Viré de l'école des Beaux-arts de Lyon, le jeune homme probablement irréductible qu’il était alors, s’inscrit presque par hasard à un cours d’art dramatique. Un jour de 1962, Marcel Maréchal qui dirige la compagnie le Cothurne frappe à la porte. Il cherche un acteur pour en remplacer un autre malade. Parmi les élèves, il choisit Bernard Ballet. Aucun des deux ne le regrettera.

Le voici embarqué. Très vite, Bernard Ballet sert les écrivains contemporains chers à Marcel Maréchal, ces maîtres du verbe, incroyablement négligés et comme oubliés aujourd’hui, que sont Jacques Audiberti (Le cavalier seul en 1963), Jean Vauthier (Capitaine Bada en 1966) et Louis Guilloux (Cripure en 1967), des spectacles souvent repris ou recréés par la suite. Bernard Ballet suivra Maréchal dans ses pérégrinations lyonnaises jouant dans une trentaine de spectacles (Brecht, Büchner, Beckett, Yacine, etc.), mettant parfois en scène, mais il ne le suivra pas à Marseille lorsque Maréchal s’en ira diriger la Criée en 1980.

A Lyon, Ballet avait mis en scène La fuite de bouche de Valère Novarina et rencontré Patrice Chéreau qui lui confie le Pierrot de son Dom-Juan en 1969. Ils se retrouveront dans les années 80 pour Les paravents de Genet (un légionnaire), La fausse suivante de Marivaux (Arlequin) et Hamlet de Shakespeare (Polonius). Il est devenu un comédien errant, souvent sollicité. Luc Bondy, Luca Ronconi, Bruno Bayen, Alain Françon, Pascal Rambert et d’autres font appel à lui. Il est distribué dans trois spectacles signés Jean-Pierre Vincent et et autant signés Jérôme Savary.

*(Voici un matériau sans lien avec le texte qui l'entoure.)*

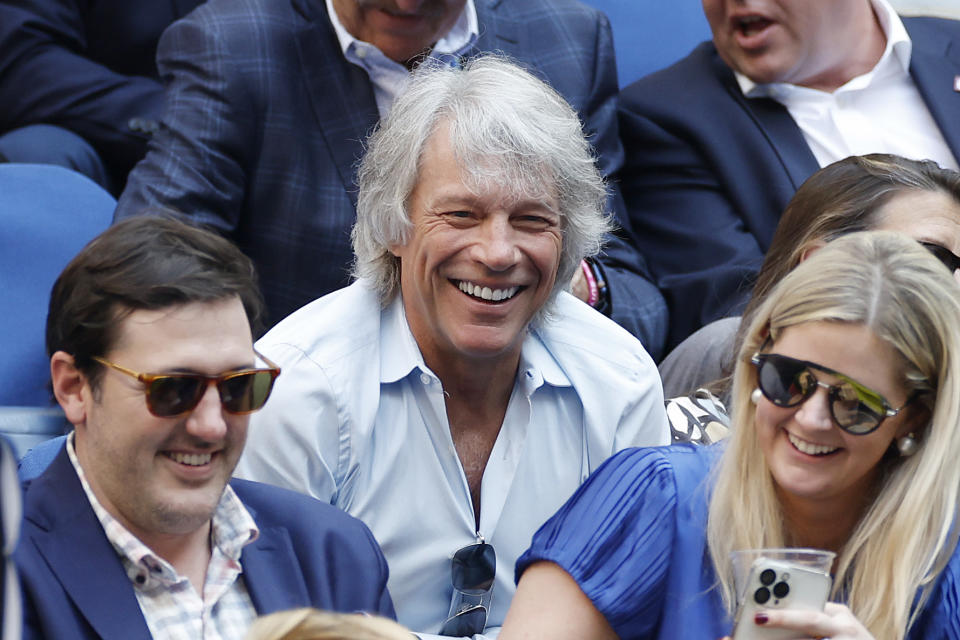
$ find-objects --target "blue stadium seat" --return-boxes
[17,435,67,482]
[0,164,116,408]
[0,407,70,459]
[584,0,710,87]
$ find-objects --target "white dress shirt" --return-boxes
[66,432,260,640]
[735,0,958,170]
[326,0,479,118]
[237,281,669,637]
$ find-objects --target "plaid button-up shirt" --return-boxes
[67,433,260,640]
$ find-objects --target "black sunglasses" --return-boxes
[750,353,913,436]
[440,538,497,638]
[920,242,960,273]
[93,352,280,418]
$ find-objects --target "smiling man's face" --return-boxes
[333,0,466,63]
[392,126,563,365]
[75,298,255,545]
[703,0,882,91]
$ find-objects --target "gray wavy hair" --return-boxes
[351,55,611,307]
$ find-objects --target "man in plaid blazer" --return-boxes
[117,0,666,357]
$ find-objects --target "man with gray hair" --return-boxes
[238,57,669,636]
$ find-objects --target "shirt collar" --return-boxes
[326,0,480,64]
[733,0,913,98]
[380,295,572,393]
[67,431,260,589]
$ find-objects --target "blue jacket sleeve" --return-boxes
[517,449,677,638]
[581,13,667,361]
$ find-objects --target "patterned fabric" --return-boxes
[116,0,667,358]
[67,433,259,640]
[664,389,730,444]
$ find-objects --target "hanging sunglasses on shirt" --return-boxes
[440,538,497,638]
[750,353,914,436]
[93,352,280,418]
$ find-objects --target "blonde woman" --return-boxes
[500,232,960,640]
[246,607,416,640]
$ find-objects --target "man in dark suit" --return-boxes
[0,0,201,194]
[16,217,393,640]
[117,0,666,356]
[620,0,960,346]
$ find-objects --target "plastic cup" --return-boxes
[730,548,837,605]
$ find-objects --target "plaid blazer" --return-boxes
[116,0,666,356]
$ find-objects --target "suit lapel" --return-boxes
[903,19,960,162]
[712,51,820,191]
[240,520,313,615]
[27,449,150,640]
[469,0,523,56]
[292,0,380,207]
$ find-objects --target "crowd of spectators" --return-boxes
[0,0,960,640]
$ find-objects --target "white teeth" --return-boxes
[167,453,213,467]
[787,431,840,456]
[457,280,520,302]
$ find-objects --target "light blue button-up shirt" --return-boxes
[237,282,669,637]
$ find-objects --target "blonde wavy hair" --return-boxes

En 1986 il retrouve Valère Novarina pour Le drame de la Vie au Festival d’Avignon et au Festival d’Automne.

Deux, trois, quatre spectacles par an, sans compter les films et les téléfilms. Au début des années 2000, il lève le pied, joue régulièrement sous la direction de Marion Bierry

En 2011, on est sous son charme dans Soleil couchant d’après Isaac Babel, un spectacle d’Irène Bonnaud. Le spectacle commence par les premières pages de « Comment ça se passait à Odessa », faisant du personnage d’Arié-Lieb qu’interprète Bernard Ballet, le shamès de la synagogue des charretiers et le marieur du quartier. Un narrateur bienveillant mais impuissant qui voit dans le monde où il a grandi s’étioler des valeurs qu’il croyait immuables. Son dernier rôle.